Sikh governor of Doaba
- In office 1834–1841
- Monarch: Ranjit Singh
- Preceded by: Desa Singh Majithia
- Succeeded by: Shaikh Imam-ud-Din

Sikh governor of Kashmir
- In office 1841–1846
- Preceded by: Mihan Singh
- Succeeded by: Shaikh Imam-ud-Din

Personal details
- Born: Unknown Hoshiarpur, Jalandhar Doab
- Died: 24 March 1846 Srinagar, Sikh Empire

= Shaikh Ghulam Muhy-ud-Din =

Muslim official of Sikh Empire (died 1846)

Shaikh Ghulam Muhy-ud-Din was a Muslim official of Sikh Empire who served as the governor (nazim) Jalandhar Doab during 1834–1841 and governor of Kashmir during 1841–1846. He was succeeded by his son Shaikh Imam-ud-Din in both positions.

==Biography==
Muhy-ud-Din was born in a poor Punjabi Muslim family in Hoshiarpur to Shaikh Ujala, who worked as a munshi for Sardar Bhup Singh of Guler State. Starting his life as a shoe-maker, he took up service of diwan Moti Ram and accompanied his son Kirpa Ram when the latter was appointed governor of Kashmir in 1827. Kirpa Ram entrusted to him the deputy-governorship. After four years Kirpa Ram was recalled along with Muhy-ud-Din and both of them faced imprisonment and fines due to the allegations of mismanagement.

After a year Muhy-ud-Din regained his position and was sent with prince Sher Singh to Kashmir to rehabilitate the shawl industry, again serving as deputy-governor during 1832–1834. In 1834 he was appointed governor of Jalandhar Doab and remained so until 1841.
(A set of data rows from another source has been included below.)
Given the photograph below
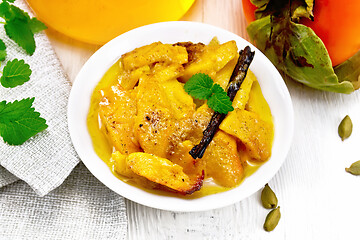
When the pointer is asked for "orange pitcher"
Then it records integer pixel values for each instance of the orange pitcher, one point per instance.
(98, 21)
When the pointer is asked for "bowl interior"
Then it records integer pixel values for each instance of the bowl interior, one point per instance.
(271, 83)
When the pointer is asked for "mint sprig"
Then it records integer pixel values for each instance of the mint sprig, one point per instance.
(19, 26)
(201, 86)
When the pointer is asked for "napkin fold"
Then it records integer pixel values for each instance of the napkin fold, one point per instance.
(45, 160)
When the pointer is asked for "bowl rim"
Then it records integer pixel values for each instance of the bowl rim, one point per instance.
(167, 32)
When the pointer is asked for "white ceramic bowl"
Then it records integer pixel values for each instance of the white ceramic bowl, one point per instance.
(271, 83)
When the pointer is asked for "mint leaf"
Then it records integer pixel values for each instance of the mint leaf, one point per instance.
(216, 88)
(19, 121)
(2, 50)
(36, 25)
(19, 31)
(199, 86)
(15, 73)
(220, 102)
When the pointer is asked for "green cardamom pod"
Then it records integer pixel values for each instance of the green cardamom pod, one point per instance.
(354, 168)
(272, 219)
(268, 198)
(345, 128)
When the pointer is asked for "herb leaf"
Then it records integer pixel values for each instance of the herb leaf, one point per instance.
(15, 73)
(220, 102)
(201, 86)
(19, 121)
(2, 50)
(297, 51)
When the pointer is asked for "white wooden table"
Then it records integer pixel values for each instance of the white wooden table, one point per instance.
(318, 199)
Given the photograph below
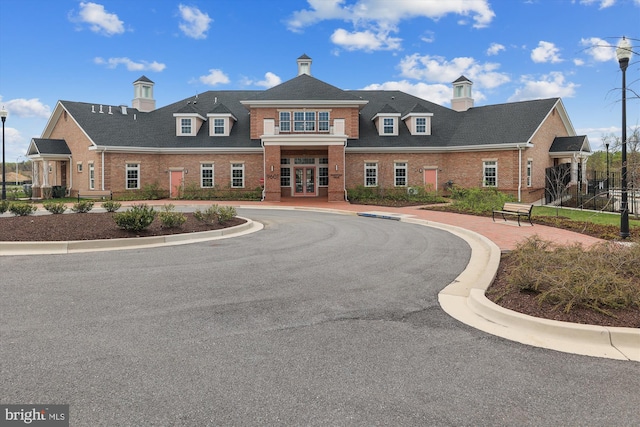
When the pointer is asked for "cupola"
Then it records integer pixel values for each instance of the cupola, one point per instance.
(462, 99)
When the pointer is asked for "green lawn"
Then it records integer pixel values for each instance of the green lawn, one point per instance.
(603, 218)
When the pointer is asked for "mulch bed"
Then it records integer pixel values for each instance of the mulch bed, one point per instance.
(90, 226)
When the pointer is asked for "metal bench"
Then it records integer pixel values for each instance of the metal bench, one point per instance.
(515, 209)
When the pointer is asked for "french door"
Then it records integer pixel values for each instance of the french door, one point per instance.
(305, 181)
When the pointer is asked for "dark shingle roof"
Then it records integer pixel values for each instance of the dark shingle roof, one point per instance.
(569, 143)
(51, 146)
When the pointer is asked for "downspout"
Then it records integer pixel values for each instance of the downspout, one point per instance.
(519, 173)
(102, 170)
(70, 173)
(344, 171)
(264, 171)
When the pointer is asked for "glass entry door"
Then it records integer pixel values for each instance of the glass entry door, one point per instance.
(305, 181)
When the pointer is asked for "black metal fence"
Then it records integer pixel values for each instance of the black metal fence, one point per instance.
(603, 191)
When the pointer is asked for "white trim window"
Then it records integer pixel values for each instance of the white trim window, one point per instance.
(206, 175)
(237, 175)
(186, 124)
(490, 173)
(219, 126)
(400, 174)
(371, 174)
(92, 177)
(388, 125)
(285, 121)
(133, 176)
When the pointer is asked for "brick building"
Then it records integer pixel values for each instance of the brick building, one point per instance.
(304, 138)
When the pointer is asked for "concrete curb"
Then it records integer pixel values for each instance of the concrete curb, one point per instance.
(77, 246)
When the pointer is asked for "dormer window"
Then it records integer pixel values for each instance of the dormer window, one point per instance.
(185, 126)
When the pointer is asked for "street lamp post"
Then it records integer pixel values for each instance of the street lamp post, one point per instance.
(607, 145)
(3, 116)
(623, 52)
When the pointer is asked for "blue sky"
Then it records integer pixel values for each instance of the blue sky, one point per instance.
(92, 51)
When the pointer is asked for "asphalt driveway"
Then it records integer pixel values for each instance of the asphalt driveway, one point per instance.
(320, 319)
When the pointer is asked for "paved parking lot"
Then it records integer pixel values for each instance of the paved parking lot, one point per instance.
(319, 319)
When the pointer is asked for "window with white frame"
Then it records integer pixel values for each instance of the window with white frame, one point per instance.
(285, 121)
(490, 173)
(185, 126)
(133, 176)
(388, 125)
(206, 175)
(400, 174)
(237, 175)
(371, 174)
(92, 177)
(218, 126)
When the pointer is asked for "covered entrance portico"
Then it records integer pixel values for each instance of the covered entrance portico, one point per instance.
(308, 169)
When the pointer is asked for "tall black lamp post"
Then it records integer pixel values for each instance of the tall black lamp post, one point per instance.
(3, 116)
(623, 52)
(606, 144)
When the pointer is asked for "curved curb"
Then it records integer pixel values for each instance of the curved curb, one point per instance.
(78, 246)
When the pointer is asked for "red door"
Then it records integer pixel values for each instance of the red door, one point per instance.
(176, 182)
(305, 181)
(431, 179)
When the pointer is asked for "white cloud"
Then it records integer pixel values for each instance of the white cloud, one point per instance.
(495, 49)
(546, 52)
(99, 20)
(270, 80)
(365, 40)
(215, 77)
(131, 65)
(603, 3)
(550, 85)
(600, 50)
(384, 14)
(436, 93)
(21, 107)
(194, 23)
(438, 69)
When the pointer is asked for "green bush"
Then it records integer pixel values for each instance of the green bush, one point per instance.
(22, 209)
(55, 207)
(171, 219)
(111, 206)
(83, 206)
(478, 200)
(602, 277)
(136, 218)
(215, 214)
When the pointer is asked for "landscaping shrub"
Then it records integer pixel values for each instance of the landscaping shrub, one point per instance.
(478, 200)
(215, 214)
(83, 206)
(22, 209)
(111, 206)
(603, 277)
(171, 219)
(136, 218)
(55, 207)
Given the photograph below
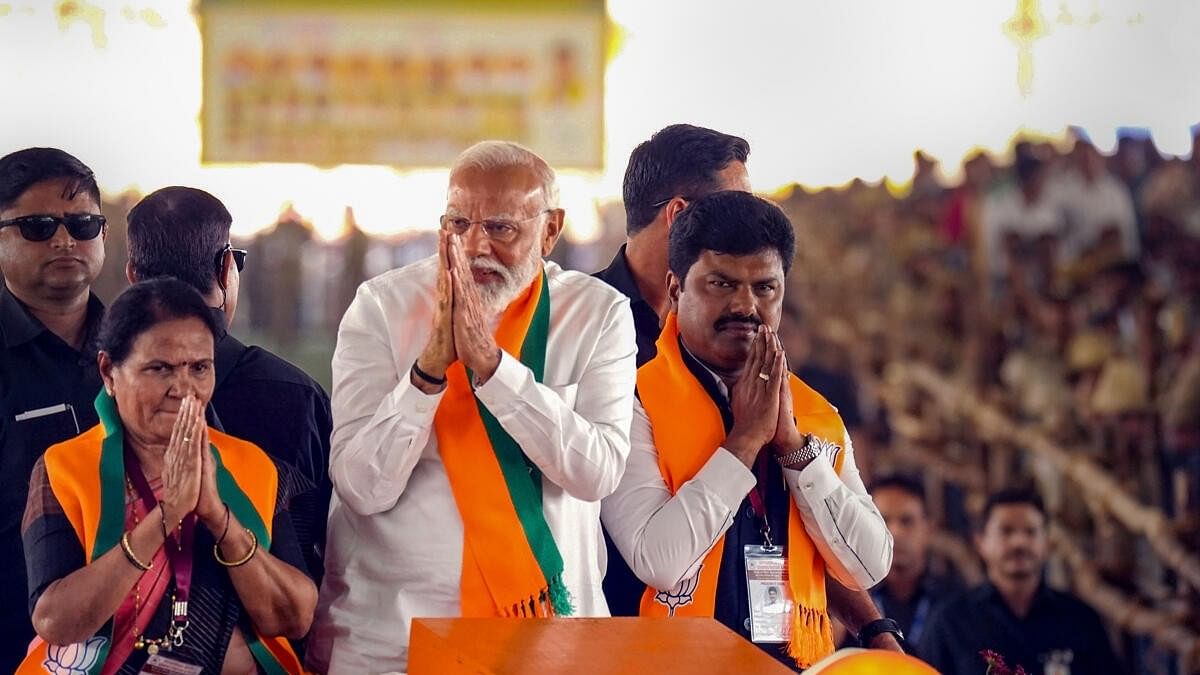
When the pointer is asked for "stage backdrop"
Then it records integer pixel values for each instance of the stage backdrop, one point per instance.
(406, 83)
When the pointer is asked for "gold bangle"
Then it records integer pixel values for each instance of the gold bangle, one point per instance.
(133, 560)
(253, 549)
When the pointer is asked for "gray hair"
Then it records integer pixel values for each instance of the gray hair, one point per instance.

Muhy-ud-Din was appointed to Kashmir in 1841 after the previous governor, Mehan Singh, was killed in a mutiny. In 1843 a Sikh army numbering 7000 men was defeated at Kahori by Sher Ahmad, the Bomba chief. In the same year Muhy-ud-Din ended several discriminatory measures that had been imposed on the Kashmiri Muslims since the Sikh conquest in 1819, including reopening the Jamia Masjid for prayers after 25 years and permitting the calling of Azan.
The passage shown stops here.